Thank you, Mr. Chairman. The concerns the Member has brought up are Territories-wide concerns. We are getting those concerns from a lot of people in the Territories, that the HAP program has become too narrow. It does not meet the majority of the people's needs, so one of the first things we are going to undertake is to do a needs survey with the community, identify the community's preference and the types of homes they need, and that is going to also drive the development of new home-ownership and other housing programs. By the fall of this year we will have a new range of housing programs in place for next year's building season.
It does not seem fair to me that a person that makes $50,000 or $49,000 gets a $100,000 house, and a person that makes $51,000 does not get anything. That is not a fair way of distributing things, so we will be addressing new programs for those that are over the threshold as well as for those that are in more need under the threshold. There has got to be a broader range of programs, and we will be doing that. It will be in place for next year's building season, but it will not be in place for this year's building season. As it is right now, Mr. Gargan, lower income people, even though they are not eligible at the outset, can become eligible if they prove, for example, that they burn straight wood to bring the cost of operating the unit down. In the smaller communities like Jean Marie River or wherever, they can still get a unit if they prove that.

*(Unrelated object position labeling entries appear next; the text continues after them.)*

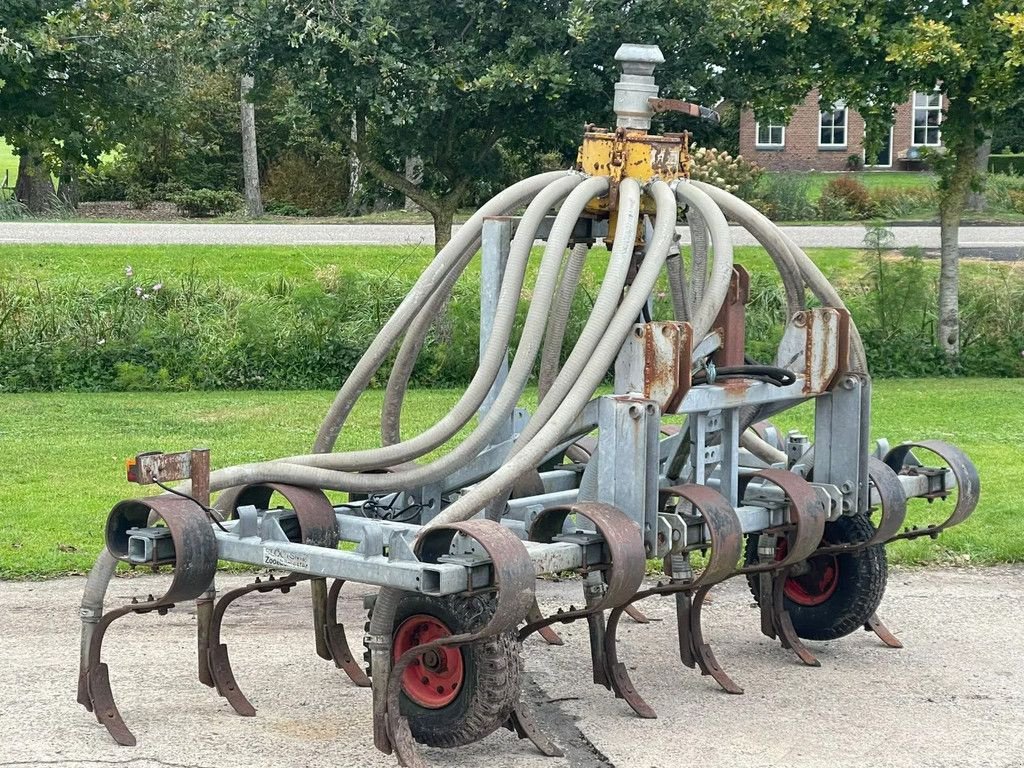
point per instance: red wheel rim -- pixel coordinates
(434, 678)
(816, 585)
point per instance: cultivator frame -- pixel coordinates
(542, 494)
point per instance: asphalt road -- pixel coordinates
(952, 697)
(1007, 242)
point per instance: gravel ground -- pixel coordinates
(952, 697)
(1001, 240)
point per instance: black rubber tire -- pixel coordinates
(493, 674)
(861, 583)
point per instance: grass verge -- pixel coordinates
(62, 468)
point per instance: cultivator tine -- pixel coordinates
(902, 461)
(204, 623)
(524, 724)
(514, 579)
(192, 539)
(875, 625)
(606, 585)
(548, 633)
(806, 526)
(636, 614)
(334, 632)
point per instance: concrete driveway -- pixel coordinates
(952, 697)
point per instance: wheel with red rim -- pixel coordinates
(829, 596)
(458, 695)
(434, 678)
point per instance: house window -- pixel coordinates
(770, 134)
(927, 116)
(832, 127)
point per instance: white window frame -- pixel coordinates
(769, 145)
(913, 118)
(846, 127)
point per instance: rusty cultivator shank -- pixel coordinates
(678, 464)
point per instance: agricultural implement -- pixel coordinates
(678, 464)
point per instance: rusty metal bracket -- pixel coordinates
(966, 474)
(196, 563)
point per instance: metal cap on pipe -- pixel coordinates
(636, 86)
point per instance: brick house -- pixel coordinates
(824, 140)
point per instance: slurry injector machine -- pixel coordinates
(679, 464)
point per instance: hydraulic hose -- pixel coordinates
(417, 297)
(555, 334)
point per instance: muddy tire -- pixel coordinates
(838, 593)
(479, 682)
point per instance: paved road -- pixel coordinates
(1004, 240)
(952, 697)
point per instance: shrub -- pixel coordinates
(783, 197)
(722, 169)
(109, 180)
(893, 203)
(1009, 163)
(295, 182)
(844, 197)
(139, 198)
(199, 203)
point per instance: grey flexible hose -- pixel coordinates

I realize that some of the older home-ownership programs, the first units that Indian Affairs put in, in the West, are in pretty bad shape now, as well as some of the SSHAG units. Communities went out and harvested small logs and slapped something together in the SSHAG program, as it was called, so those have to be adjusted as well. It may not make sense for the corporation to put a HIP, home improvement program, into those units because you do not gain a lot of ground and you spend a lot of money, so it may make sense just to replace the unit. That will be addressed as well, but as I have been telling people who have concerns about the program, there is a light at the end of the tunnel. That light will get wider the farther into the fall we go, and we will have new programs and they will be programs that meet the communities' needs because the communities, and the Members as well, are going to have some input into how those programs are developed. Thank you.